This is the second story in a three-part series on the life of immigrant workers in New York CIty. Here is Part One, on Chinese delivery workers.
For ten months between October 2010 and August 2011, a Korean contractor named Bong Jun Park** hired a group of eight Latino construction workers to excavate the basement of a building in upper Manhattan. The workers were required to break the existing cement floor, excavate eight to ten feet of earth beneath it, and then pour cement for the new foundation. Many of the workers were undocumented, and none were unionized.
According to the workers, they were not given the proper equipment required to carry out the work, as they say often happens on such sites. While the initial concrete floor was broken up with a jackhammer, the workers were required to use pickaxes and shovels to ply it out. The task of digging up the earth was done by hand.* There was not even a conveyor belt to carry out the buckets of excavated dirt. Instead, workers manually carried the buckets-hundreds of times a day-to the outside of the building where another worker raised them up by a pulley rope, emptied them into a wheelbarrow, and then hauled the dirt to a dumpster for disposal. An Ecuadorian worker, Felipe, who was employed at the site, says, "It's convenient for the contractors that we do all of the work by hand, because it saves them a lot of money."
The basement workers were required to work eight to ten hour days with an unpaid 30-minute lunch break.
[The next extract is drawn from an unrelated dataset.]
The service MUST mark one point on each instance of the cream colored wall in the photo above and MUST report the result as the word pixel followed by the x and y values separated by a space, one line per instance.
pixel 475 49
They were paid $10 per hour and no overtime, sick days, or vacations, often seven days a week. The contractors did not provide them with drinking water: If they needed water they had to buy a bottle of water at a nearby store. At lunchtime, the workers were not even given a place to eat, and they often turned over the buckets, using them as small tables to eat their food amid the dust and debris. Felipe points to the differences for unionized workers: "Union workers have a 15-minute break in the morning, lunch at midday, and another break in the afternoon. We can't count on these benefits."
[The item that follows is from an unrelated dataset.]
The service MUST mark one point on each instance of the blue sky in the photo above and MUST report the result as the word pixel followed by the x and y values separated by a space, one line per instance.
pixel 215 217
The contractors did not employ a safety manager, and the workers were not given hardhats or protective glasses. The work produced large quantities of dust and debris, but the workers had no face masks. When city officials conducted safety inspections, protective gear was passed out to workers, but it was taken away as soon as the inspectors left. If the contractors were to provide masks to the workers on a regular basis, they would need to be replaced almost daily because of the amount of dust they collected, and the contractors refused to pay for this. The workers said that when they complained that they couldn't work under these conditions, they were told by the contractors, "If you don't want to work, that's fine. You can leave."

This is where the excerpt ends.